Tra i fidei donum ambrosiani in Perù, che recentemente hanno ricevuto la visita dell’Arcivescovo nel suo viaggio nel Paese sudamericano, ci sono anche i coniugi Silvia e Giacomo Crespi, con il figlio Diego, 8 mesi, nato in missione. «Siamo a Pucallpa – spiegano -, una cittadina alla fine di una strada che parte da Lima, la capitale, e arriva qui dove inizia la foresta amazzonica e finisce un po’ il mondo, perché poi non c’è più niente».
Come mai avete fatto questa scelta di vita così radicale?
Entrambi avevamo alle spalle esperienze di volontariato all’estero, in Africa e anche in Sud America. Ci siamo conosciuti all’interno dell’associazione Barabba’s clown di Arese, legata ai Salesiani, e abbiamo iniziato insieme i viaggi missionari durante l’estate. Dopo il matrimonio siamo stati un anno in Rwanda anche per verificare quella che pensavamo potesse essere la nostra vocazione.

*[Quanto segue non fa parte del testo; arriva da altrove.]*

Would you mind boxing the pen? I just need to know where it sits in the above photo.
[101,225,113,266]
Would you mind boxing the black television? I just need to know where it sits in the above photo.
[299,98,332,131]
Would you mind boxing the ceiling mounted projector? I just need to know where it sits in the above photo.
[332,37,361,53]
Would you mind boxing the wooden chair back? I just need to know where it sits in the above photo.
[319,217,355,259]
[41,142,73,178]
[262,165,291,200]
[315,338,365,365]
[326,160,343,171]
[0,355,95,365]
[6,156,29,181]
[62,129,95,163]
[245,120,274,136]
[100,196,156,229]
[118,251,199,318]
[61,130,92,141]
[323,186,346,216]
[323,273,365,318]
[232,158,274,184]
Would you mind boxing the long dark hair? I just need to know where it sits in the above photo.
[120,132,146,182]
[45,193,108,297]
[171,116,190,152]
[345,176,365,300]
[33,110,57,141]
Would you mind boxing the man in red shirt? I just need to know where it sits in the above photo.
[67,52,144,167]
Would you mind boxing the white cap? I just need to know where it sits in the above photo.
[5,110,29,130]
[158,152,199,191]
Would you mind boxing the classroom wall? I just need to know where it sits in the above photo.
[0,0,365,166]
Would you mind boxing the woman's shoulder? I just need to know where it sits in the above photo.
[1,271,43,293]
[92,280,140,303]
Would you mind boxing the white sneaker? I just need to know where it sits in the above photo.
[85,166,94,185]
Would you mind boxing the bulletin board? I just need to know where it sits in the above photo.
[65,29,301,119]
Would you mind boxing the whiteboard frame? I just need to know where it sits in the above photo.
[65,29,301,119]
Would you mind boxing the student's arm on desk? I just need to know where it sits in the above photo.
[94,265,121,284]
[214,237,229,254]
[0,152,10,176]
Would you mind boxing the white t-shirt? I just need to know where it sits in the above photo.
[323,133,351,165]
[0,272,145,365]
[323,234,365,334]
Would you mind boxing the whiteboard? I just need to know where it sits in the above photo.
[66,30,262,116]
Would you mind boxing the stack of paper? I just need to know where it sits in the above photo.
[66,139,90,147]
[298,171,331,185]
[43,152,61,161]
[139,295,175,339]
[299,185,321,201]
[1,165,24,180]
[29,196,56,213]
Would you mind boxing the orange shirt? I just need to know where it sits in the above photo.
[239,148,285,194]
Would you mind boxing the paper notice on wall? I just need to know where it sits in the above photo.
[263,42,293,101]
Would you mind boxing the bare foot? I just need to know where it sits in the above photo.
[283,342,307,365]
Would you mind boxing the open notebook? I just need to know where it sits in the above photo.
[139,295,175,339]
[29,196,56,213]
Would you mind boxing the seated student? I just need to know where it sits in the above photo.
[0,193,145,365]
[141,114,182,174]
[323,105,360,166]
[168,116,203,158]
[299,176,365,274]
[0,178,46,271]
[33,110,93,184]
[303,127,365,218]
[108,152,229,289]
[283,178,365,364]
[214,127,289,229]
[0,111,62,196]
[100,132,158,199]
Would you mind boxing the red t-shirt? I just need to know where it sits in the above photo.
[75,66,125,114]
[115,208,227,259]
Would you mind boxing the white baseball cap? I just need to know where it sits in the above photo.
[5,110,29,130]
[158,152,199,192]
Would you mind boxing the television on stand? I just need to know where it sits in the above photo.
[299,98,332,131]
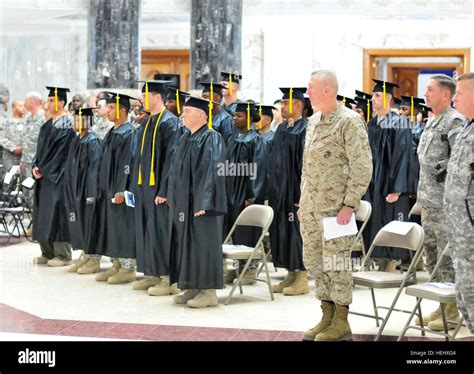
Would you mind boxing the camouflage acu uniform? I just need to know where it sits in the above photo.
[92,116,114,139]
[443,120,474,333]
[21,111,46,177]
[417,107,464,282]
[300,106,372,305]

Una domanda provocatoria: c’è tanto bene da fare in Italia, bisogna andare fino in Perù?
Quando eravamo in Italia ci occupavamo comunque di attività simili a quelle che svolgiamo qui in Perù. Non abbiamo neanche scelto di andare in un posto o in un altro. Dove ci hanno chiamato noi abbiamo risposto “presente” e continuiamo a fare così mettendoci a disposizione lì dove c’è bisogno.
Di che cosa vi occupate a Pucallpa?
Nella zona amazzonica del Perù sono tanti quelli che non hanno un documento e quindi non esistono, non hanno una “identità”, perché vengono da villaggi all’interno della foresta. Prestiamo servizio quindi, all’interno della Caritas di Pucallpa, in un progetto sul “diritto all’identità”. Senza tralasciare però la pastorale giovanile, utilizzando soprattutto il teatro e le arti circensi come strumenti educativi, non solo in parrocchia, ma anche nel carcere minorile, negli orfanotrofi, nelle scuole. Inoltre, il vescovo di Pucallpa ci ha incaricato ufficialmente di rilanciare il Centro Giovani in modo che diventi un punto di riferimento per la gioventù di tutta la città. Da parte nostra pensiamo di organizzare forme simili a quelle che potremmo trovare in qualsiasi oratorio ambrosiano. Vorremmo aprire qui uno spazio per l’accoglienza dall’Italia di giovani volontari. Un’esperienza che noi raccomandiamo perché serve ad allargare gli orizzonti.
Qual è il contesto sociale in cui vi trovate?
Di forte espansione e con tantissime realtà molto povere, quelle che in Perù vengono chiamate “invasioni” da parte di coloro che dalla foresta amazzonica si stanno spostando in città. C’è una forte voglia di modernità: per esempio tutti hanno il cellulare, tutti hanno la televisione, anche se vivono su palafitte.
C’è qualche aspetto che dalla missione potreste riportare nelle nostre comunità?
I laici nella nostra realtà di Chiesa a Pucallpa sicuramente sono una presenza molto importante, se non necessaria. I sacerdoti sono pochi, come ormai un po’ in tutto il mondo, quindi per forza un po’ ci dobbiamo svegliare noi laici. Nello stesso tempo il clero deve essere più capace di accoglierli e di coinvolgerli nella pastorale. Ma soprattutto quello che il Perù continua a insegnarci, e che vorremmo un giorno riportare nella nostra Chiesa ambrosiana, è un modo di vivere la fede più semplice, più naturale, che forse in Italia abbiamo perso.
Per concludere, alla luce della vostra esperienza, come si può coniugare la parola «missione» per poterla comprendere meglio?
Abbiamo sempre sentito la parola «missione» molto vicina alla parola «giustizia»: essere coscienti che ci è stato dato tanto e non è giusto tenerlo solo per noi. L’altra parola che colleghiamo al termine «missione» è il termine «servizio», cioè camminare fianco a fianco, sapendo che si ha tanto da condividere, non si ha niente da insegnare, invece si ha tanto da imparare l’uno dall’altro. (N.P.)